Глава первая
17 февраля 1988 года. Я открываю глаза и слышу звуки в такой последовательности: во-первых, надрывается стоящий с другой стороны кровати телефон (причина будить нас в начале шестого может быть только одна – всемирный катаклизм); во-вторых, дождь барабанит по крыше нашего старого дома в викторианском стиле, коварно затекая в подвал; и, наконец, Хью пыхтит, оттопыривая нижнюю губу, через абсолютно равные промежутки времени, как метроном.
Двадцать лет я слышу, как он пыхтит. Причем не только во сне, но и когда после ужина усаживается в свое кожаное кресло с подголовником просматривать колонки журналов по психиатрии, стопкой сложенных на полу, и все во мне восстает против этого звука.
Телефон продолжал звонить, я лежала, выжидая, пока Хью возьмет трубку, уверенная, что это один из его пациентов, возможно, тот самый параноидальный шизофреник, который звонил вчера вечером, уверенный, что ЦРУ обложило его в федеральном здании в центре Атланты.
Третий заход.
– Да, алло, – пробормотал Хью в трубку хриплым со сна голосом.
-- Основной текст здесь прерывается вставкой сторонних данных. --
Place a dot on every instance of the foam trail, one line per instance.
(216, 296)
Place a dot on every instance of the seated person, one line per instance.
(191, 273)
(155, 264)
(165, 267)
Я отвернулась от него на другой бок и посмотрела на сочащийся из окна слабый, рассеянный свет; вспомнив, что сегодня первая среда Великого поста, и почувствовав при этом неизбежный приступ вины.
Отец погиб в первую среду Великого поста, и каким-то замысловатым, не понятным ни для кого. кроме меня, образом я чувствовала, что по крайней мере отчасти виновата в этом.
Говорили, что на его лодке случился пожар – взорвался топливный бак. Обломки вынесло на берег несколько недель спустя, в том числе часть кормы с надписью «Морская Джесс». Он назвал лодку в честь меня, не в честь моего брата Майка и даже не в честь матери, которую обожал, а именно в честь меня, Джесси.
Я закрыла глаза, и перед мысленным взором предстали ревущие языки пламени и отбрасываемые ими оранжевые отблески. Статья в чарлстонской газете описывала взрыв как «подозрительный», и даже было проведено небольшое расследование, впрочем ничего не давшее; обо всем этом мы с Майком узнали только потому, что тайком раскопали газетную вырезку в платяном ящике матери, странном, потайном месте, где валялись порванные четки, брошенные в небрежении медальоны с изображениями святых, бумажные образки и статуэтка Иисуса с отбитой левой рукой. Мать даже и представить себе не могла, что мы когда-нибудь доберемся до этой священной рухляди.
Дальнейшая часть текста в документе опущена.